Si on estime, considérant que la guerre chez les autres est préférable à la guerre chez soi, que notre propre intérêt est que la Russie échoue dans sa tentative expansionniste, alors il faut livrer, et vite. Nous ne sommes pas seuls à le faire. Notre avenir se joue aussi sur le Dniepr. Si l’Ukraine est défaite, ensuite à qui le tour ?
Je serais plutôt enclin à privilégier la seconde attitude – sous réserve.
Idéalement, il serait préférable de prélever sur des stocks et matériels en réserve. Comme peuvent le faire les Américains qui conservent des masses d’engins de toutes natures retirés du service actif.
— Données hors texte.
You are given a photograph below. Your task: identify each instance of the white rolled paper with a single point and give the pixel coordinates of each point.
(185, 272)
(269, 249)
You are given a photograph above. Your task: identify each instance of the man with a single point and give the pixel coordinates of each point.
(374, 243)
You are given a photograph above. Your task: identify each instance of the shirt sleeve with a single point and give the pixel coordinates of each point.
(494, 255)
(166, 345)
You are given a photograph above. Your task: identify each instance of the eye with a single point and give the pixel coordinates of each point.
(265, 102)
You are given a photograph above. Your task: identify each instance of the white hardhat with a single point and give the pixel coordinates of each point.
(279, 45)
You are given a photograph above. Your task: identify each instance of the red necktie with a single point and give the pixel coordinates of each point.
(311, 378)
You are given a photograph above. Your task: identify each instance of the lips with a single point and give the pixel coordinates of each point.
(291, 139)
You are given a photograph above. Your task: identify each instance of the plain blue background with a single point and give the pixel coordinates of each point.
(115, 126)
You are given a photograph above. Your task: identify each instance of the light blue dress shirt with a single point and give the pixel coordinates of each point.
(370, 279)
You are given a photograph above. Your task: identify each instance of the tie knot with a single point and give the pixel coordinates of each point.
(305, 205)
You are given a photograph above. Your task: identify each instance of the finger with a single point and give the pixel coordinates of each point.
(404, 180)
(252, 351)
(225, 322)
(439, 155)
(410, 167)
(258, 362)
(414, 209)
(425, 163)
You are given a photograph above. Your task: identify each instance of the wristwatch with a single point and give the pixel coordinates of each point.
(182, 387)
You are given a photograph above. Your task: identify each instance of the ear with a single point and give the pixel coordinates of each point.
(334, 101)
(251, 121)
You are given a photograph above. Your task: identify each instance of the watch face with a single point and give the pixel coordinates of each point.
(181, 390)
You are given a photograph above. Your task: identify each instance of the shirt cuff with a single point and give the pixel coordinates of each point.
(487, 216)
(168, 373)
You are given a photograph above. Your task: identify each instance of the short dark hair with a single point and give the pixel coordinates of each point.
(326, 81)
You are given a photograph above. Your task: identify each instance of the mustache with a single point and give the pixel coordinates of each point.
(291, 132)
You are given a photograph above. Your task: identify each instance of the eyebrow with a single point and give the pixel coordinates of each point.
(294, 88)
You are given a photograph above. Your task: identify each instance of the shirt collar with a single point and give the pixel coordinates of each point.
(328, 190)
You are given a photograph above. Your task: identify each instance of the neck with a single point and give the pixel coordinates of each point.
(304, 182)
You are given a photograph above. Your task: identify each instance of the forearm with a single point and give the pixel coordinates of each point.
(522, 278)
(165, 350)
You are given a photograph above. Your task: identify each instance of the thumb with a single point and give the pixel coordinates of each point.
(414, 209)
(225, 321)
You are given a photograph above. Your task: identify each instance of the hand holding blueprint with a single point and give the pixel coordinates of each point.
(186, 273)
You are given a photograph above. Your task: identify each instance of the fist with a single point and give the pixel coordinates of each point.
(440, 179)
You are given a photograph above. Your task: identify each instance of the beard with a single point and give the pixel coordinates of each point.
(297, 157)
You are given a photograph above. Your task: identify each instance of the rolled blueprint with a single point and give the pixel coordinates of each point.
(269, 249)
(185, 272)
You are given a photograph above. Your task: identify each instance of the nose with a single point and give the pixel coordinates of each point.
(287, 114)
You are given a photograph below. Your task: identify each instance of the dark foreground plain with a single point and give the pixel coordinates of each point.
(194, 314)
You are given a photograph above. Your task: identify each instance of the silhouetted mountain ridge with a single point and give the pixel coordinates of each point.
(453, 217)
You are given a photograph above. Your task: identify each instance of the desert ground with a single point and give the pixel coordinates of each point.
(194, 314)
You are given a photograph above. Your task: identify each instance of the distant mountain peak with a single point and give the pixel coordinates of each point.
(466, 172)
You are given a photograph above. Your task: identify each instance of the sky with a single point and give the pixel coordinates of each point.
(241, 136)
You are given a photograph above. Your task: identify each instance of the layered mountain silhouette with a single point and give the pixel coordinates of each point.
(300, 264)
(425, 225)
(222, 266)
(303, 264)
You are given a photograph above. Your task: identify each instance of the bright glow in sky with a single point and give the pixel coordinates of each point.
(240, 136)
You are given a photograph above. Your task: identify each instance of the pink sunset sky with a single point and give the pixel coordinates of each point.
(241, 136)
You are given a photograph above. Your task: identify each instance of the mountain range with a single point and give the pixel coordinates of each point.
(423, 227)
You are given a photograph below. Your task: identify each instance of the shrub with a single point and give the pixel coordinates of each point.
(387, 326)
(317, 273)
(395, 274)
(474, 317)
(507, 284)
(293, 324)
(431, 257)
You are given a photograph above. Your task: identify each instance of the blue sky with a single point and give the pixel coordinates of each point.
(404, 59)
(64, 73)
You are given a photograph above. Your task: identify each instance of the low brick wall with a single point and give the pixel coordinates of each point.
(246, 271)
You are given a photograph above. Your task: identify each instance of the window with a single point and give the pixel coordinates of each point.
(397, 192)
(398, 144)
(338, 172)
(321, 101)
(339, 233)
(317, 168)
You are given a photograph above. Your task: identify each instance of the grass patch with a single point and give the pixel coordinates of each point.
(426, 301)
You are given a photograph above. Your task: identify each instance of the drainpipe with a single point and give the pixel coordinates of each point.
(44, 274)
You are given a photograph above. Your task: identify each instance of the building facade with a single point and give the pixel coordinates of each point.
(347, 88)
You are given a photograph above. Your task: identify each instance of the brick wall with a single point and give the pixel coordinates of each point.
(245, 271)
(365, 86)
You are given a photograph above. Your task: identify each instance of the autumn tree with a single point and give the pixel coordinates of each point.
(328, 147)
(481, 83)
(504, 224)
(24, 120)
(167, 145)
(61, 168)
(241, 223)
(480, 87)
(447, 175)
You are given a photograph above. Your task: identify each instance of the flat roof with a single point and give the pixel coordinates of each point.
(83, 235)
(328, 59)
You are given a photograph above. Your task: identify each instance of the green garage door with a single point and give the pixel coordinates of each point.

Jadis, la plupart de nos régiments étaient gardiens de l’équipement d’unités de réserve constituées à la mobilisation. Il y avait des stocks. Ce n’est plus le cas. Des stocks, nous n’en avons pas. Il ne reste que les matériels en service.
Mais jusqu’où peut-on aller en retirant des matériels majeurs aux unités sans les désorganiser, nuire gravement à leur cohésion, à leur moral et à leurs capacités d’entraînement ? Quelle est la limite acceptable ?
Je pense qu’il faut aussi considérer que la capacité opérationnelle perdue ici, où elle n’est pas d’une urgence immédiate, est en fait transférée là-bas, où elle est cruciale maintenant.
Cela est jouable à la condition d’être cohérent jusqu’au bout, et de produire vite les matériels de remplacement pour nos unités. Ce qui suppose de passer en économie de guerre, au moins partiellement. On en est très loin actuellement, dans tous les domaines.
Pensez, à titre d’exemple, que nous n’avons construit que 13 avions Rafale en 2023, presque deux ans après le début du conflit en Ukraine.
Bien entendu, nous accompagnons ces envois de matériels par les personnels instructeurs indispensables. Tous les pays exportateurs d’équipements militaires le font, mais inutile de le crier sur les toits. Ce n’est pas un acte de belligérance ; ou alors la Corée du Nord et l’Iran, la Chine probablement, qui alimentent la Russie en armement sont aussi belligérants.
J’approuve M. Macron dans son attitude de soutien à l’Ukraine. Mais il parle trop. Dans de telles situations, on fait sans dire. Ses effets publics de Tartarin, qui oublie qu’il ne fait peur à personne avec une armée aussi réduite, ne servent que sa gloriole et ses ambitions européennes, nuisent à l’action et mettent en danger nos compatriotes engagés sur place. Il a en outre le tort de se désintéresser de l’opinion publique, là comme ailleurs.
Notre population, à qui l’enseignement public, depuis 50 ans, a négligé de donner une éducation morale et civique, est bien fragile.
Craignons que son soutien timide à l’Ukraine ne devienne hostilité si elle n’est pas informée clairement des enjeux.